1. A full and final abandonment on the part of God's people of the hope of ever finding fulfillment and satisfaction in their own experience in this life.

2. A re-affirmation that our fulfillment and satisfaction are found alone in Jesus Christ. This means that it is His experience, and not our own, that is of supreme importance and is the object of our concern. It also means that God's people must glory in what God has done in Christ and not in what God does in their own little experience.

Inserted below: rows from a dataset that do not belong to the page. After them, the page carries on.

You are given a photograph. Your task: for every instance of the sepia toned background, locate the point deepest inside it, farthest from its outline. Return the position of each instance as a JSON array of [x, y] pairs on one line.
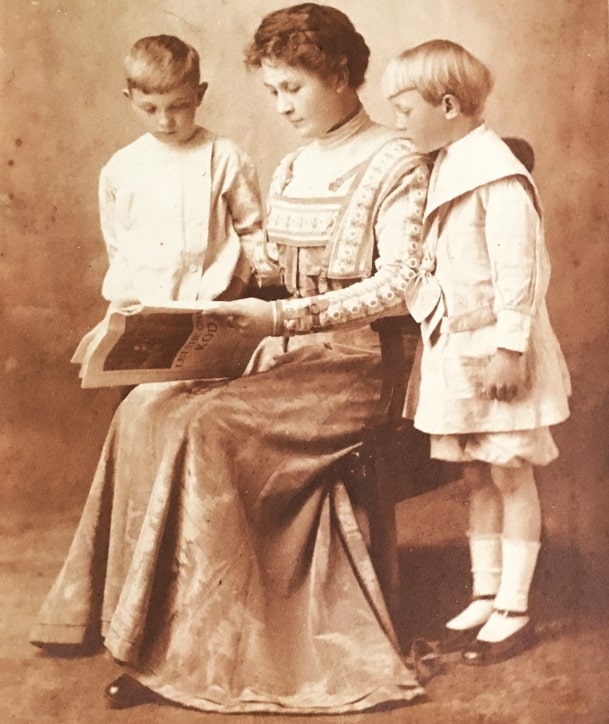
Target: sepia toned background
[[62, 116]]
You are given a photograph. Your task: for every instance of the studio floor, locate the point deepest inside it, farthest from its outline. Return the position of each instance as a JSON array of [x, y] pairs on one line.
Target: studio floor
[[563, 679]]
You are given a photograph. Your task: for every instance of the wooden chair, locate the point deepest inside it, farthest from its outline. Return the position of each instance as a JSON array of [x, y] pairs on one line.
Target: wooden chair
[[392, 463]]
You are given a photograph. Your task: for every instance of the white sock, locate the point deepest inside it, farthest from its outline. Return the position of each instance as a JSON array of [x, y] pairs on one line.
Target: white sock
[[485, 554], [519, 561]]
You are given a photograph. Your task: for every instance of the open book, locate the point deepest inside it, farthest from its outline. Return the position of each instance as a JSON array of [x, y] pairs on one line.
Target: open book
[[141, 343]]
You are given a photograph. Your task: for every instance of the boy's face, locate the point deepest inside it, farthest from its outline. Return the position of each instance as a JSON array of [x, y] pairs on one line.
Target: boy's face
[[426, 125], [168, 116]]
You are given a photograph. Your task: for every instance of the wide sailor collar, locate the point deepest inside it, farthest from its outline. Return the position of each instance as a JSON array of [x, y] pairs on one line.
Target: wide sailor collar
[[477, 159]]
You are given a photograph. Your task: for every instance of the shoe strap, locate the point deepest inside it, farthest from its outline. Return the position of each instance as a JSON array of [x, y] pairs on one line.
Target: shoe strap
[[506, 613]]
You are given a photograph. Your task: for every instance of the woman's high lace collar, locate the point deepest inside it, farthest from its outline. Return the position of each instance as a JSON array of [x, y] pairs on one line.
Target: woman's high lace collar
[[354, 126]]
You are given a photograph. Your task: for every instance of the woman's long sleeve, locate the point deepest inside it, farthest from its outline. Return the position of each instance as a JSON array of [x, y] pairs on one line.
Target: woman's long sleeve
[[397, 229]]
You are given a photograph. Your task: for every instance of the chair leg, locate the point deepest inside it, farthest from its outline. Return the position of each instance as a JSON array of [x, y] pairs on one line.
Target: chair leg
[[383, 528]]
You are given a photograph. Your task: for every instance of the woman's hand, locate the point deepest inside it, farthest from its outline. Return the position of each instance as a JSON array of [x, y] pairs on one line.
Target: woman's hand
[[252, 317], [504, 376]]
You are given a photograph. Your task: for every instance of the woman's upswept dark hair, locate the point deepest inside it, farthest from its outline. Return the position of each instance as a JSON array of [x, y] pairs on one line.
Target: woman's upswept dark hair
[[317, 38]]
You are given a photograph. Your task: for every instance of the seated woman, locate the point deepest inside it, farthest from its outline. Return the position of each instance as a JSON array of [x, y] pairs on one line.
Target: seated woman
[[213, 556]]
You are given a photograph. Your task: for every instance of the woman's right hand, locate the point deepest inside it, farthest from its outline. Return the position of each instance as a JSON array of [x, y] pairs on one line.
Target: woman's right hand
[[250, 316]]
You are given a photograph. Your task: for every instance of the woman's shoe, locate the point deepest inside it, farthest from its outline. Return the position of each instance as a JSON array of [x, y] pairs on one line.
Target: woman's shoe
[[126, 692], [482, 653]]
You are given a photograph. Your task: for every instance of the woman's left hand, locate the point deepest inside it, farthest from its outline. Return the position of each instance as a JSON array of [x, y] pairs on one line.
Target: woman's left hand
[[252, 317]]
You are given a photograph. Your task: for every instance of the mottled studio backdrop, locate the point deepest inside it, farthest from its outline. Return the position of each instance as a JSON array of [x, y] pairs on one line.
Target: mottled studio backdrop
[[62, 115]]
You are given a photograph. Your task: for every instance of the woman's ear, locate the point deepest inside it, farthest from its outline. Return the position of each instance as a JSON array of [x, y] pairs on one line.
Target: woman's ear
[[451, 106], [201, 90], [342, 77]]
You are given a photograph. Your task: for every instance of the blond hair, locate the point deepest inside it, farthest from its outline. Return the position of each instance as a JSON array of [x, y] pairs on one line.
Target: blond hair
[[160, 63], [437, 68]]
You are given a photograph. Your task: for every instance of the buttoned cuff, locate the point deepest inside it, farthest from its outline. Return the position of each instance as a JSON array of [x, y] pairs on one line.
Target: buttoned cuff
[[513, 330]]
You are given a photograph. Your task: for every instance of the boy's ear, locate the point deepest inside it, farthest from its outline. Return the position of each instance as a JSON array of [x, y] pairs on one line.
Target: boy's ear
[[201, 90], [451, 106]]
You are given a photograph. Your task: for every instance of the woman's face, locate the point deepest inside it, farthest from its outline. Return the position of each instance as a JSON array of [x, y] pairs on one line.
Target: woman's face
[[313, 105]]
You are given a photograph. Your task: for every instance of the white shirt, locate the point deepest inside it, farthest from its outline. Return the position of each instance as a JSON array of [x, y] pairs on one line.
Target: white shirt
[[178, 221]]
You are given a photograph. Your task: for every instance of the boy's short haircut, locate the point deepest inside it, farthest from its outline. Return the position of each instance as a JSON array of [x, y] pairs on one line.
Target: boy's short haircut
[[437, 68], [160, 63]]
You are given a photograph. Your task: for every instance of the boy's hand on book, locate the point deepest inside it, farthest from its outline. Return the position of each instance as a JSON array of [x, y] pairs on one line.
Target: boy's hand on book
[[252, 317], [504, 376]]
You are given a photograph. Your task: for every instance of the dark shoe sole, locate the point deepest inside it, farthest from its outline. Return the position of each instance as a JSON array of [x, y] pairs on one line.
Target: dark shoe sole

3. A confession that our hope is in the personal and visible coming of our Lord Jesus Christ, who alone can bring the lives of God's people to fulfillment. This means that the Christian hope is not in any scheme of human betterment in this life. It is not in a kingdom of God to be set up down here by men, neither is it in grand religious alliances of human devisings. But the Christian's hope is in the kingdom that God will establish "without hands." (see Dan. 2:45). When Christ comes and rolls up the scroll of time, then it will be that God's people will actually possess by visible reality what is now theirs only by faith.

Thus, there are two alternatives before Protestants today. Either they turn back to the Catholic system of trying to find satisfaction in religious experience or they turn forward to a hope in the return of Christ, who alone can fulfill history.